Os licenciados em Ciências da Engenharia ficam com competências para exercer que funções?
A Licenciatura em Ciências de Engenharia – Orientação Engenharia Civil da FEUP é um Diploma concedido a pedido dos interessados após a conclusão dos primeiros três anos do curso de mestrado integrado. Não confere competências profissionais no âmbito da Engenharia Civil, uma vez que esta parte do curso foca-se, essencialmente, na preparação do estudante nas ciências de base fundamental – Matemática, Física – e de base de Engenharia Civil – Resistência de Materiais, Hidráulica, Materiais de Construção, Física das Construções, por exemplo. Traduz a realização do primeiro ciclo de estudos que, no nosso caso, aproveita essencialmente para efeitos de mobilidade no espaço europeu subscritor do Tratado de Bolonha.
Que áreas cobre a licenciatura?
A estratégia da formação em Engenharia Civil da FEUP consiste no mestrado integrado (MI), sucessor da antiga licenciatura, mantendo a sua duração de cinco anos. As áreas cobertas no MI continuam a ser as identificadas como respondendo às necessidades do País e do mercado – nacional e internacional – abrangendo uma preparação multifacetada de quatro anos, abrangendo as várias vertentes científicas e tecnológicas, e um quinto ano de especialização, onde o estudante poderá escolher entre as áreas de Construções, Estruturas, Hidráulica, Geotecnia, Materiais e Processos de Construção, Planeamento e Vias de Comunicação.
O que mudou nos conteúdos da licenciatura antes e depois do Tratado de Bolonha?

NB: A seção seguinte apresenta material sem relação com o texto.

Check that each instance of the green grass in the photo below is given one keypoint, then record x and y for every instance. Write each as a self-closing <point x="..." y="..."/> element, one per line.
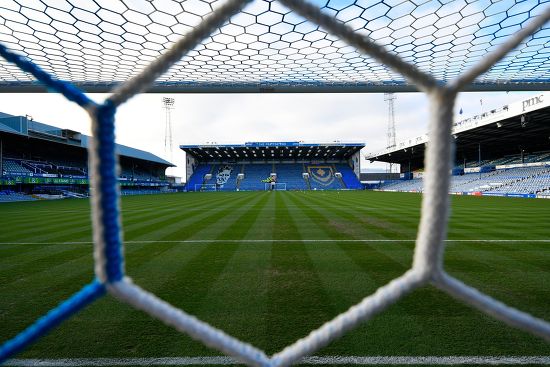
<point x="271" y="293"/>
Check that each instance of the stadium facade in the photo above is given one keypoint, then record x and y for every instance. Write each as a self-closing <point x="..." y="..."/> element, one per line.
<point x="501" y="152"/>
<point x="273" y="165"/>
<point x="44" y="160"/>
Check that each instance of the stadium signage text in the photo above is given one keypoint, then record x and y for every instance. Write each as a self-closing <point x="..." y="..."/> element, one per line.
<point x="272" y="144"/>
<point x="532" y="102"/>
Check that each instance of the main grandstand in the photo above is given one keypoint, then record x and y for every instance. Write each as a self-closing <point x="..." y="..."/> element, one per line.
<point x="502" y="152"/>
<point x="273" y="165"/>
<point x="42" y="161"/>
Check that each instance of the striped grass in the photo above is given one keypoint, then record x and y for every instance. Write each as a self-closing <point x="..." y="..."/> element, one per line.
<point x="271" y="293"/>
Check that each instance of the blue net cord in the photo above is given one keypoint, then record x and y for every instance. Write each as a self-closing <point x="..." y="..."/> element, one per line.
<point x="104" y="132"/>
<point x="54" y="317"/>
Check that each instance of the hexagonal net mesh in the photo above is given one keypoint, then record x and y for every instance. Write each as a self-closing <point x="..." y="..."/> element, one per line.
<point x="268" y="47"/>
<point x="441" y="82"/>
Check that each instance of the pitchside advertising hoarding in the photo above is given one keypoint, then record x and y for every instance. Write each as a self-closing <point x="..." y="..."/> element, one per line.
<point x="68" y="181"/>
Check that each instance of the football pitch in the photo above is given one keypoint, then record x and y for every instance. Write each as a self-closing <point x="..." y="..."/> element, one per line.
<point x="269" y="267"/>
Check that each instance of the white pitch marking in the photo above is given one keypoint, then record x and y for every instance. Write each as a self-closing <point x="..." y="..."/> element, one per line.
<point x="325" y="360"/>
<point x="276" y="241"/>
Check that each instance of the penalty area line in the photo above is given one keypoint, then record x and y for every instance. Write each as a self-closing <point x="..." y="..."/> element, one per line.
<point x="324" y="360"/>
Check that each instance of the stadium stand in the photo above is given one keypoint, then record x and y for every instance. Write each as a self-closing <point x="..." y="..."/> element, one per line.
<point x="48" y="162"/>
<point x="290" y="165"/>
<point x="10" y="196"/>
<point x="497" y="154"/>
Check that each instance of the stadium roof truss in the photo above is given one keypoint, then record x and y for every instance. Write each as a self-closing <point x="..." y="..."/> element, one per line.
<point x="269" y="48"/>
<point x="515" y="127"/>
<point x="270" y="151"/>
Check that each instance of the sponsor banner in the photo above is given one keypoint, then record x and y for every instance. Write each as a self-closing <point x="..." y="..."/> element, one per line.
<point x="517" y="165"/>
<point x="275" y="144"/>
<point x="502" y="194"/>
<point x="472" y="170"/>
<point x="530" y="196"/>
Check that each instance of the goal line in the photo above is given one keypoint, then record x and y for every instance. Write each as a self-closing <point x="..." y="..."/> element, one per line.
<point x="324" y="360"/>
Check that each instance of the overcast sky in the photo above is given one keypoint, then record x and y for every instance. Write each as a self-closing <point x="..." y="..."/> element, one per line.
<point x="239" y="118"/>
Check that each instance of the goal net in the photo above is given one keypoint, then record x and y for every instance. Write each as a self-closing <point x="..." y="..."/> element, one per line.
<point x="275" y="186"/>
<point x="329" y="56"/>
<point x="206" y="187"/>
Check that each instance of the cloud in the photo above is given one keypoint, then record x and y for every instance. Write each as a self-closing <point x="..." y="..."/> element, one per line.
<point x="237" y="118"/>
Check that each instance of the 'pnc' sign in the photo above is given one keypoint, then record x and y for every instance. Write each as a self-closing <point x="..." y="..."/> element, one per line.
<point x="532" y="102"/>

O Tratado de Bolonha (e as regras que definiu) procurou contribuir para uma maior comparabilidade entre os diversos cursos, de temáticas similares, ministrados nos diferentes países. Esse objectivo penso que foi razoavelmente conseguido, o que potencia a mobilidade de estudantes e profissionais no espaço europeu. No entanto, existia a ideia que também iria possibilitar uma certa uniformização dos cursos entre os vários países. Isso não aconteceu nem será expectável que aconteça, pois as condições de cada país são diferentes e o tipo de resposta que as suas instituições de ensino superior deverão dar ao mercado serão sempre, consequentemente, também diferentes. Assim, e em termos conceptuais, os conteúdos que o mestrado integrado em Engenharia Civil da FEUP contemplam não sofreram alterações de profundidade em relação à anterior licenciatura, pois consideramos que a preparação de “banda larga” que procuramos proporcionar assegura que os nossos estudantes estejam preparados para as alterações de conjuntura, cada vez mais frequentes, com eventuais necessidades de modificar o seu campo específico de actividade profissional. Por outro lado, e em face do significado do trabalho no estrangeiro em que muitas empresas da fileira da construção se começam a envolver, temos conhecimento directo que essa preparação multifacetada é um trunfo, uma vez que, em comparação com os seus colegas provenientes de outros países, o engenheiro português demonstra um conhecimento das várias facetas em jogo, capacidade de integração e coordenação que não é fácil encontrar. Mesmo assim, Bolonha obrigou, em alguma medida, a repensar os cursos em termos de conteúdos e, especialmente, nos resultados de aprendizagem (os “learning outcomes”). Houve um esforço importante para procurar reflectir no processo de ensino e na aquisição de competências. Além de que, com a introdução da dissertação final, o estudante é confrontado com a exigência de realizar um trabalho de fôlego, em que tem de investigar por si e tomar opções – mesmo que orientado por um professor – apresentá-lo e discuti-lo de forma profissional.
A não distinção entre os licenciados pré e pós-Bolonha pode levar à perda de qualidade da engenharia praticada no País?
Sem dúvida. A designação de “licenciado” conferida pelo Decreto-Lei 74/2006 aos graus de primeiro ciclo foi, na minha opinião, um enorme erro. Internamente, levanta o problema dos licenciados pré e pós-Bolonha; externamente, continuamos a ter um grau com designação original em contexto europeu. Os graus de 1º ciclo, na maioria dos países que aderiram a Bolonha (e já antes), têm geralmente uma duração de 3 anos e a designação de “bacharelato”, sendo os de segundo ciclo os “mestrados”. Tivesse sido seguida esta linha e as dúvidas que se geram na sociedade portuguesa e a própria comparabilidade internacional teriam sido evitadas.